The Course of Empire by Eric Flint & K. D. Wentworth. Part three. Chapter 18, 19, 20, 21, 22

“Interesting,” Oppuk said, gazing at her as if she were a prize heifer. “Let me see something more difficult, bemused-reverence, perhaps, or benign-indifference.”

Her cheeks heated. “Might I ask what this is all about, Governor?”

“No.” His red-gold face was quite bland. “If I ask you to show off your movement skills, then you will do so.”

Remember Brent, she told herself. Then, as now, the Governor didn’t need a good reason for the things he did. The Jao had absolute power here and Oppuk was the embodiment of that power. If he said “move,” then she would indeed move and hope it was good enough.

She performed bemused-reverence, as he had demanded, then benign-indifference, awed-respect, eagerness-to-be-instructed, changing every thirty seconds, then every twenty, every ten, her heart hammering, her body drenched in perspiration. As soon as she settled into one posture, she was considering the next, how best to make a graceful transition, how to economize, so that the curved fingers of one posture could move but slightly into the cupped hands of the next. Change and change and change. She was no longer thinking, just becoming, over and over again. For poor lost Brent, she thought. For her family. For all of Earth. She would be good enough. She would not fail—

“Enough!”

Startled, she looked up and met Oppuk’s glittering green-black eyes.

“Who instructed you?”

“No one—formally,” she said, out of breath, muscles jumping from the strain. “I watched Banle and the other Jao who came and went in our household.”

“You do mirror the Narvo style,” the Governor said, “though crudely.” He stared over her head, seeming to see something that wasn’t there. “It will not do.
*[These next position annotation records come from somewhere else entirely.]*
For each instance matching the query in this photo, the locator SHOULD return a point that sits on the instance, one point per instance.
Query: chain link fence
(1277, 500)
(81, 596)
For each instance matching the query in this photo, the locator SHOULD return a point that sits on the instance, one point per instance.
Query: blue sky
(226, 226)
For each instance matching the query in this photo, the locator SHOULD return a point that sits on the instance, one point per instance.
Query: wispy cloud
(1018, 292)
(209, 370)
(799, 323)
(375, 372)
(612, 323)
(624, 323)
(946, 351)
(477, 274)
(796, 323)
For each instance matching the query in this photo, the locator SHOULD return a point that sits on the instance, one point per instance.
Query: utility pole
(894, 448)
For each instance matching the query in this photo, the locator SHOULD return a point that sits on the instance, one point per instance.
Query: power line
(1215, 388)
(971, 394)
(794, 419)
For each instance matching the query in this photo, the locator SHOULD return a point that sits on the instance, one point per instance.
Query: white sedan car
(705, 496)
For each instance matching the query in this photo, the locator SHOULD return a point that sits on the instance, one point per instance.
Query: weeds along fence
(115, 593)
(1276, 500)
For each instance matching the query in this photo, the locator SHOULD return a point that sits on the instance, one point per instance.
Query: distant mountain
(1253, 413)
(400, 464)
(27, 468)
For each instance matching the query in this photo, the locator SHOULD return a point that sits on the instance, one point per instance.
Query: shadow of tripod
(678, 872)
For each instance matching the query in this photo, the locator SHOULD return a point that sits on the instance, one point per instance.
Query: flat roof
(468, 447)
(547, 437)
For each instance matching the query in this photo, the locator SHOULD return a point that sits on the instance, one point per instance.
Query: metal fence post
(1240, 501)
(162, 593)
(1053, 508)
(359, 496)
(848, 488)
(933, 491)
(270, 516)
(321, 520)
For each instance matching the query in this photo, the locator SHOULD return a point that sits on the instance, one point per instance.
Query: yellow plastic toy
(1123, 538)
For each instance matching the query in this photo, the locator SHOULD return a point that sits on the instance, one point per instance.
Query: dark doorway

If you must move like a Narvo, then you will learn properly and do us credit.”

She waited, not knowing what was required of her.

“From now on, you are attached to my household. I will acquire a movement master for your instruction. There must be one or two on this benighted planet.” He glared at her. “You will learn and learn well, so that in the end you may be of the most use.”

“In the end?” she echoed hopelessly, knowing a Jao would never deign to explain himself.

“I have plans,” Oppuk said. “You will learn how you fit into them when the flow is right for you to be of use. Until then—” He glared at her, fierce-warning written into every line of his massive frame. “You will apply yourself diligently!”

Or it would be Brent all over again. She understood perfectly. She would refine her skills until she could serve the Governor’s plans.

Either that, or she would die.

* * *

But for the color of the sky, blue instead of ice-green, and the brightness of the sun, Aille might have thought himself back on Marit An. The briny scent of the sea here was very close to that of his homeworld, the sound of waves breaking on the rocks so reminiscent of those below his natal compound, he could close his eyes and see every detail again in his mind.

If he had been Governor, this was where he would have made his palace, not on that dusty, landlocked patch of ground in the center of the continent. Why had Oppuk felt it necessary to deny himself the sensual pleasures of such a coastline?

Yaut wandered up beside him, then gazed out over the restless white-topped sea. “Enticing,” was all he said, but the twitch of his ears, the dance of his whiskers expressed longing much more clearly than mere words.

“Indeed,” Aille said. His own body was eager to experience that wild surf, but he didn’t delude himself that Oppuk had brought them all this way merely to enjoy themselves. Though this trip was supposedly in his honor, they had come to prove something—to him, perhaps, to the rest of the Jao stationed on Terra, highly likely, and to the indigenous population, most certainly.

The Governor was under great stress and his increasingly unsane reactions made the stress worse. It was now obvious that Oppuk krinnu ava Narvo felt trapped, here on Terra. And well he might, Aille thought, at this stage of life when he might reasonably have expected to be called home. For a scion of his age and status to remain unmated, far from his kochan’s marriage-groups—such would be hurtful to any, much less one who had once been the namth camiti of great Narvo.